Analysis of AP site bypass products by AflII restriction digestion. DNA polymerase assays were performed with the undamaged DNA template (18T) or the four AP site-containing templates using 8 ng (103 fmol) of human Polη. After the polymerase reaction, 5 µl of the reaction products were mixed with 2 µl of H₂O, 1 µl of the 10× AfIII buffer (500 mM Tris–HCl pH 8.0, 100 mM MgCl₂) and 2 µl of AfIII (20 U). AfIII digestions were at 37°C for 4 h. The digested products were separated by electrophoresis on a 20% denaturing polyacrylamide gel and visualized by autoradiography. Samples without (AflII, –) or with (AflII, +) AflII treatment are indicated. DNA size markers in nucleotides are indicated on the right.

Figure 7

Nucleotide incorporation opposite the template AP site.

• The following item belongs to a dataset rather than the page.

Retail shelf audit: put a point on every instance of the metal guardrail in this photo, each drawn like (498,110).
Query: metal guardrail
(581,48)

Lesion bypass assays were performed with 0.8 ng (10 fmol, 1 nM) human Polη using various AP site-containing templates (50 fmol, 5 nM) in a standard DNA polymerase reaction buffer containing dATP (A), dCTP (C), dTTP (T) and dGTP (G) individually as indicated. Templates contained a ³²P-labeled 17mer primer annealed right before the template AP site. DNA sequences of the various templates are shown in Figure 5A. Quantitation of extended primers is shown at the bottom of the gels. DNA size markers in nucleotides are indicated on the sides.

Figure 8

Bypass of a template (+)-trans-anti-BPDE-N²-dG lesion by human Polη. A 19mer primer was labeled with ³²P at its 5′-end and annealed right before a template (+)-trans-anti-BPDE-N²-dG as shown on the right. Using 50 fmol (5 nM) DNA, polymerase reactions were performed with 2 ng (26 fmol, 2.6 nM) of human Polη in the presence of a single deoxyribonucleoside triphosphate dATP (lane 2), dCTP (lane 3), dTTP (lane 4), dGTP (lane 5) or all four dNTPs (lane 1). Quantitation of extended primers is shown at the bottom of the gel. DNA size markers in nucleotides are indicated on the left.